Quiet breathing, suspended breath-hold, and expiration during CT acquisition, however, preclude the acquisition of a truly diagnostic-quality CT scan. Inspiratory CT is important for adequate imaging of most of the thorax and upper abdomen, particularly the lung parenchyma. Significant lung disease, including nodules, interstitial lung disease, and pneumonia, may be masked by atelectasis and motion artifacts. However, the degree of misalignment of the diaphragm and heart between PET and CT during both small breath-in and regular breath-in protocols proves that neither method is appropriate for attenuation-correction CT.

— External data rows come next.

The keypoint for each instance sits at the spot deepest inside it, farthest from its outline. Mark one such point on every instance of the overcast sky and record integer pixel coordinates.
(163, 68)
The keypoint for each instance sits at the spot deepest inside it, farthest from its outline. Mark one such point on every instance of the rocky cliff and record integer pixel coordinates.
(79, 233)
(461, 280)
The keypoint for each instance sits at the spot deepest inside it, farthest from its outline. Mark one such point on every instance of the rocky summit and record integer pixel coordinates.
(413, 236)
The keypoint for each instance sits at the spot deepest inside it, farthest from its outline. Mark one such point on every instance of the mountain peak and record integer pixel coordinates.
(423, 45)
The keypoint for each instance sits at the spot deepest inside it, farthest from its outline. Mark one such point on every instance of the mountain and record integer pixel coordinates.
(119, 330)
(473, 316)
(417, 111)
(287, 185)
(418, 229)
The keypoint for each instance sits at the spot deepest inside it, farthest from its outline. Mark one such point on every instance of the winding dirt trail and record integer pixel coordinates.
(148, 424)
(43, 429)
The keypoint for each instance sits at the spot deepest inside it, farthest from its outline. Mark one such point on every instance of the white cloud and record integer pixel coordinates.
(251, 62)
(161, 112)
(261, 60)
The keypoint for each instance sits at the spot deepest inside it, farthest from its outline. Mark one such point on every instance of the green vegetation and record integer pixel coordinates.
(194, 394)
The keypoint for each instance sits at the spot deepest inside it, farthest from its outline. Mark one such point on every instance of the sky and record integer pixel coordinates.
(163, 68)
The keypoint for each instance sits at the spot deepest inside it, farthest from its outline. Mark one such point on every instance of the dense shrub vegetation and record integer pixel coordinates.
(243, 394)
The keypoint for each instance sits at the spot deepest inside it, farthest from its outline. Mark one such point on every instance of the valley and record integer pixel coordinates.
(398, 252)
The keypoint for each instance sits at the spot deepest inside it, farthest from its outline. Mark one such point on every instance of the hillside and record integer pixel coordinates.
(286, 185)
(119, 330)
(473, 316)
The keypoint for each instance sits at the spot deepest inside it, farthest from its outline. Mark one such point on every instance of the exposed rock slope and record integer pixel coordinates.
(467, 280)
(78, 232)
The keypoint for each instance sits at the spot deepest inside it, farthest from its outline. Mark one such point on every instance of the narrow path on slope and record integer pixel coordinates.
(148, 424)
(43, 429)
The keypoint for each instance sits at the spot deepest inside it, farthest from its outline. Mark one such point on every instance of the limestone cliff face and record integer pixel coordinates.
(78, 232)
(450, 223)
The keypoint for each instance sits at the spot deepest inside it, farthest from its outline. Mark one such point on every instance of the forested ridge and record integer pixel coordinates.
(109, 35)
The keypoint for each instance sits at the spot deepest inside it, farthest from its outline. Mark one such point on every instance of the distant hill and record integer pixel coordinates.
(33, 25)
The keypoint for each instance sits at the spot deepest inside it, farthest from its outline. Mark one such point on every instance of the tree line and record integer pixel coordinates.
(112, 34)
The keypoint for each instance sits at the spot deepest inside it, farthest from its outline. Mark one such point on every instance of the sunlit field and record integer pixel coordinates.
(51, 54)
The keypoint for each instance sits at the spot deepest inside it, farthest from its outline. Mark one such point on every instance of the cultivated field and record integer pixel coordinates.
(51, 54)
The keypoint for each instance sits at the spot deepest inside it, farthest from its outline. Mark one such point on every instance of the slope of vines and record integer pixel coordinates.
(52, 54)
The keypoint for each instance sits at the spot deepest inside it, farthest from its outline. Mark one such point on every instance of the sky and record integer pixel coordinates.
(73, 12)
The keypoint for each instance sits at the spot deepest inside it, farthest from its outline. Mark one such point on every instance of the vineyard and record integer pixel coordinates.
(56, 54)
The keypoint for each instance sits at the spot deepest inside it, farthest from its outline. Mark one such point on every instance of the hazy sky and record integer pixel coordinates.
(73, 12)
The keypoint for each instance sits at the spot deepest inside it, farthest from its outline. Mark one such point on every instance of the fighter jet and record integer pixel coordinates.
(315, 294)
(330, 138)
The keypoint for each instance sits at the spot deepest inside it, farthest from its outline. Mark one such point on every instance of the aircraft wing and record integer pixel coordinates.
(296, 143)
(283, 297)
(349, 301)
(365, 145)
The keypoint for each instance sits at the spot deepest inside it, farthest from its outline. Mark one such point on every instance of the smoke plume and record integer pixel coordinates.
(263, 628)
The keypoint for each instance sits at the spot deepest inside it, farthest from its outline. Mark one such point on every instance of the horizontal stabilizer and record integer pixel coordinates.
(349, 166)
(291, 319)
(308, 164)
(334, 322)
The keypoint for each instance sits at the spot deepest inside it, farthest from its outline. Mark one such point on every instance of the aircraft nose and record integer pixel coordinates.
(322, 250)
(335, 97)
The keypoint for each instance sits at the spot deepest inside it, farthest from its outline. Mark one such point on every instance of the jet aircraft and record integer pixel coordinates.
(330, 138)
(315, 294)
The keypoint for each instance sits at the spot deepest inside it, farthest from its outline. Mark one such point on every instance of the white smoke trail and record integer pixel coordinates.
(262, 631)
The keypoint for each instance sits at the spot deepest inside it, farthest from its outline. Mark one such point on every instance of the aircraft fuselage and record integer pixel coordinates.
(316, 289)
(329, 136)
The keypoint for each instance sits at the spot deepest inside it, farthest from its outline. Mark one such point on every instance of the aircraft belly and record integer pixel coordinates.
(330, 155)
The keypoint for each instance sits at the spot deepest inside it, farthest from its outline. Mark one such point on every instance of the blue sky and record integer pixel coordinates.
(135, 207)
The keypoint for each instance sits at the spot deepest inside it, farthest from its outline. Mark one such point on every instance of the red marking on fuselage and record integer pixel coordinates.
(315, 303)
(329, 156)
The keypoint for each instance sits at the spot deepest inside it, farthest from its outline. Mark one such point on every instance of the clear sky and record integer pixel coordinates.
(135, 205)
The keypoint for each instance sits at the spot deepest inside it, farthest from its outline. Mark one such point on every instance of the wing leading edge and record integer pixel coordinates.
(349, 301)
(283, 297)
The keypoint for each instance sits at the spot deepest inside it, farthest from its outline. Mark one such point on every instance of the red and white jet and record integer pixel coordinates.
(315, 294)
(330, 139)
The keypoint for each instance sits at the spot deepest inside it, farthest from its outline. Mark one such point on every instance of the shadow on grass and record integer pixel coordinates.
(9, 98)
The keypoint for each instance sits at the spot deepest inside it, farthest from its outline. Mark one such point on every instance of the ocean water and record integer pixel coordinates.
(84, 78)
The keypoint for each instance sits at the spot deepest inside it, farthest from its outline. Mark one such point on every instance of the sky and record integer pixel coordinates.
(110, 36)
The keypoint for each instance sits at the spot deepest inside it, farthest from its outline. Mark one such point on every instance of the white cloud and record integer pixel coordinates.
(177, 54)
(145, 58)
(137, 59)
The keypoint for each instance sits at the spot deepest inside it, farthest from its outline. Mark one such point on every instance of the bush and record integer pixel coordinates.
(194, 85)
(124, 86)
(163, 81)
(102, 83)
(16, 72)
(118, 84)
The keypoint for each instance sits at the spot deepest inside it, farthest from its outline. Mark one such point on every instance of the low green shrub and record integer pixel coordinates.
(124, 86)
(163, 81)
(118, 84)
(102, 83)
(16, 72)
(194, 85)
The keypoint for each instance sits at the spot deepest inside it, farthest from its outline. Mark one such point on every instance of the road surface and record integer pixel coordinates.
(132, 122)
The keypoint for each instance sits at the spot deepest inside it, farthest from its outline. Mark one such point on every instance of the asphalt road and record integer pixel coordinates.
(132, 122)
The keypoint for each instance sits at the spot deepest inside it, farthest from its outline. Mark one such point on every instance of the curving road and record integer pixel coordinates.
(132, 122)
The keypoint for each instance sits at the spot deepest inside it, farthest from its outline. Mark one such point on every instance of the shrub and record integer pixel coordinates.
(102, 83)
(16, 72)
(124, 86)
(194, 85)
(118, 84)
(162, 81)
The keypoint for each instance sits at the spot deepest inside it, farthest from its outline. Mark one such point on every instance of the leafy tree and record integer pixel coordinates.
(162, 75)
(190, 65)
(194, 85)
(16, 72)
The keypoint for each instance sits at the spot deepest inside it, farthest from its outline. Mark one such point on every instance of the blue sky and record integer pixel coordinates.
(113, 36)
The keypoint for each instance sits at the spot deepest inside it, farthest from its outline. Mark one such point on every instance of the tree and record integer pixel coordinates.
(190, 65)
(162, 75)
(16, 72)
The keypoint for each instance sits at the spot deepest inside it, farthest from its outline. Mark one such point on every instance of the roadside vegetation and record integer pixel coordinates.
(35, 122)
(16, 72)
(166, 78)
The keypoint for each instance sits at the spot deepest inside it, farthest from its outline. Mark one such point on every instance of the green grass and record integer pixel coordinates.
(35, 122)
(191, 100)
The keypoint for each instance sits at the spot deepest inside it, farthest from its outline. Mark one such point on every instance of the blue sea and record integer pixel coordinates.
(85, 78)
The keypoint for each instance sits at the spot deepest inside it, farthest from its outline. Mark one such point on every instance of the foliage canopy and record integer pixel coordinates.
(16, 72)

In conclusion, for combined PET/CT of the thorax, excellent image fusion was achieved during expiration, mid suspended breath-hold, and quiet breathing with no significant variation in scoring of anatomic alignment. Inspiratory maneuvers, however, resulted in significant thoracic misalignment, primarily at the heart and diaphragm.
We recommend quiet breathing during attenuation-correction CT acquisition to achieve optimal image fusion and consistent patient compliance. However, for optimal image quality and diagnostic evaluation of the lung parenchyma, an additional diagnostic CT at full inspiration during the same session is recommended.